From 2015

Sequence/Variant Annotation

One main interest of our lab is to annotate variants and DNA sequences from human genome. We’ve built machine learning and deep learning models to predict variant pathogenicity, functional regions (e.g. enhancer, TFBS, eQTL, etc) and their sequence effect. 
  • A number of databases contain a growing number of disease variants that are continuously being discovered in the human genome, such as Clinvar, OMIM and HGMD. ACMG offered an evidence framework and criteria for classifying pathogenic variants. As validation with clinical laboratories may take much effort, the annotation for disease variants pathogenicity has been studied with a variety of in silico tools based on the concept of the evolutionary conservation and protein function change of the variant effect. However, the imbalanced data for positive and negative biological samples remains a problem in the classification task. To correctly identify wether a non-coding variant is pathogenic or not,  resampling techniques considering the feature space and cluster ensemble methods showed a promising result from our previous work CE-SMURF.
  • One class of the regulatory elements that have been shown to act as key components to assist promoters in modulating the gene expression in living cells are enhancers. Enhancers function by looping to the promoter that they regulate, and are activated by sequence-specific transcription factors, which create an environment permissive to transcription. At present, the enhancer regions are identified from the chromatin structures, which can be analyzed by Chromosome conformation capture techniques or infered from histone modification signals and transcription factor binding sites. To leverage the extensive experimental data to the functional region, we developed a deep learning model, accuEnhancer, to learn the enhancer activity of H3k27ac signals from genomic sequences and the DNase signals of each corresponding region. Furthermore, we extended the model from within-cell type to cross-cell type to perform superior to the existing enhancer prediction tools.
  • Functional annotation of specific regions of the genomic sequences are evaluated from a variety of empigenomic signals in order to predict chromatin activities, TF binding or expression states. After successfully training models from the accumulated large amount of experimental datasets of expression and histone modification profiles for quantification prediction, mutating variant positions inside target sequences may change the predicting profiles. A significant difference between the reference and alternative sequence profile predictions suggest a corresponding functional gain or loss from the variant effect. Constructing this process to a pipeline helps biologists to better evaluate the disease/phenotype related variants and find cure or treatment to it.

From 2021

Deep Learning for ImmunogenomicsD

Deep Learning for Immunogenomics

  • Advance of next-generation sequencing (NGS) realizes the possibility of individual genomic profiling, including both of the static information of genomic DNA and dynamic information of expressed transcripts in certain conditions or various cell types. While the quality of calling and annotation of single-nucleotide variants (SNV) gets more and more satisfied, the accuracy of allele typing and effect prediction on some complicated genes (e.g. HLA, AIRR, KIR in immunogenomics) remains challenging. c4Lab aims at developing an AI platform for individual profiling and response prediction. This platform will have three AI modules: variation profiling and encoding, molecular binding modelling, and pathogenicity or response prediction. An example of such a three-module application is deep learning-based encoding of TCR repertoires for binding prediction of TCR and peptide-MHC (pMHC) followed by immune response characterization. AI solutions usually require a large amount of data for learning. the training process needs to be accomplished before individual data arrives in genomic medicine. In recent years, we keep collecting the required data and constructing the prediction models by deep learning algorithms. This will largely benefit the field of genomic medicine in leveraging the state-of-the-art AI solutions that have been well developed for analysing the high-throughput sequencing data from multi-omics societies.

From 2020

Deep Learning for ImmunogenomicsD

Outcome Prediction by Integrating Multi-omics Data

  • In recent years, artificial intelligence (AI), usually realized by machine learning or deep learning approaches, has been widely used in clinical diagnosis and biomarker discovery. By integrating images and multi-omics data, the AI models can assist experts to achieve precision diagnosis and prognosis.
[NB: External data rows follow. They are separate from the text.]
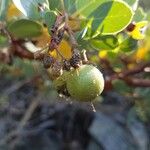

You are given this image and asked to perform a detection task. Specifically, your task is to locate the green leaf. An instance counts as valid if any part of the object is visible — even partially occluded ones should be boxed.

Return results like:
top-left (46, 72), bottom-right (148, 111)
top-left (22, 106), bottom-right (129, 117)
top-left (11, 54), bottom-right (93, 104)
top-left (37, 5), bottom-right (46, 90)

top-left (8, 19), bottom-right (42, 38)
top-left (123, 0), bottom-right (139, 6)
top-left (72, 0), bottom-right (133, 36)
top-left (0, 34), bottom-right (8, 47)
top-left (133, 7), bottom-right (146, 22)
top-left (119, 37), bottom-right (137, 52)
top-left (13, 0), bottom-right (49, 20)
top-left (49, 0), bottom-right (61, 10)
top-left (44, 11), bottom-right (56, 32)
top-left (64, 0), bottom-right (76, 14)
top-left (0, 0), bottom-right (9, 21)
top-left (90, 35), bottom-right (119, 50)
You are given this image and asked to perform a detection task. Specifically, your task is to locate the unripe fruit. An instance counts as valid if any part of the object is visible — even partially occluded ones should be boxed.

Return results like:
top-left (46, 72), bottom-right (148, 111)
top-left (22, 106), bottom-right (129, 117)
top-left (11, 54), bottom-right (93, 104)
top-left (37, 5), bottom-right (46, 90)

top-left (67, 65), bottom-right (104, 102)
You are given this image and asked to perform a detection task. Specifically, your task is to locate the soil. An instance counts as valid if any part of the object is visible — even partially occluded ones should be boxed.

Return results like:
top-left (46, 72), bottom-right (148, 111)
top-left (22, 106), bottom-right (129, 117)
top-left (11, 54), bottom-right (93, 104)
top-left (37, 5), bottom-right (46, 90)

top-left (0, 76), bottom-right (150, 150)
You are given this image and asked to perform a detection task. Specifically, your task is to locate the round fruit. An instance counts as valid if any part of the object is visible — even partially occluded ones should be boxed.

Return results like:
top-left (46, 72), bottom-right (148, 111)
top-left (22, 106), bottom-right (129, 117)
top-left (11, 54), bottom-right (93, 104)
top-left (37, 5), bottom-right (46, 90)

top-left (67, 65), bottom-right (104, 102)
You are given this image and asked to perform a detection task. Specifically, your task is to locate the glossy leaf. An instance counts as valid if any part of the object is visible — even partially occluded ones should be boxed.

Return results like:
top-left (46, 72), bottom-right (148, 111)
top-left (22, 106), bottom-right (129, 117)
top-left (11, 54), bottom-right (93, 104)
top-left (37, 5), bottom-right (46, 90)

top-left (49, 0), bottom-right (61, 10)
top-left (91, 35), bottom-right (119, 50)
top-left (44, 11), bottom-right (56, 32)
top-left (8, 19), bottom-right (42, 38)
top-left (119, 37), bottom-right (137, 52)
top-left (73, 0), bottom-right (133, 36)
top-left (133, 7), bottom-right (146, 22)
top-left (13, 0), bottom-right (49, 20)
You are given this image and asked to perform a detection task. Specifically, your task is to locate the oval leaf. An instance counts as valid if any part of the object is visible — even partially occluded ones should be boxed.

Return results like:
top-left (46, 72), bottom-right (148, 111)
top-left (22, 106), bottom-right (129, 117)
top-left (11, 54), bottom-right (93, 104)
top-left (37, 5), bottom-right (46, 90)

top-left (13, 0), bottom-right (49, 20)
top-left (8, 19), bottom-right (42, 38)
top-left (73, 0), bottom-right (133, 36)
top-left (90, 35), bottom-right (119, 50)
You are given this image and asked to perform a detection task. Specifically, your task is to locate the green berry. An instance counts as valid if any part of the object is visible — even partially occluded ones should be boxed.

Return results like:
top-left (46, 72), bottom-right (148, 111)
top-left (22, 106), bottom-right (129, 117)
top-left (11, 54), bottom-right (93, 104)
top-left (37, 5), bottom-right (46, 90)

top-left (67, 65), bottom-right (104, 102)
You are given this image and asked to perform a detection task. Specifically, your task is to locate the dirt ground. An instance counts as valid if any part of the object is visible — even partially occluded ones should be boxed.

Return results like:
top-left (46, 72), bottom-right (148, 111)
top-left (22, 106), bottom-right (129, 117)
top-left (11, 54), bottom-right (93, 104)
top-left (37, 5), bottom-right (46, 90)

top-left (0, 75), bottom-right (150, 150)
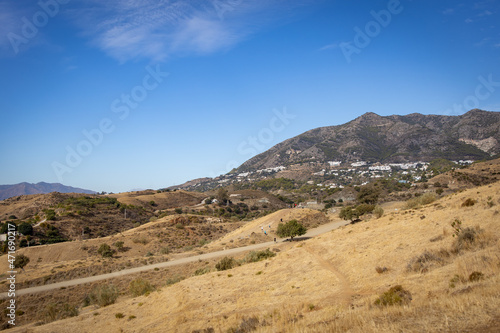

In addition, AI can help select the best drug treatments and predict survival through the selected biomarkers. This all rely on more and more multi-omics data accumulated from patients for AI model learning. c4Lab previously accumulated many experiences of adopting machine learning methods for prognostic prediction of acute myeloid leukemia patients. We also developed many AI algorithms for predicting molecular binding and detecting genotype-phenotype associations, such as an AutoML (automated machine learning) approach for predicting protein-DNA binding or enhancer activity and a machine learning-based method for GWAS (genome-wide association study) data analysis.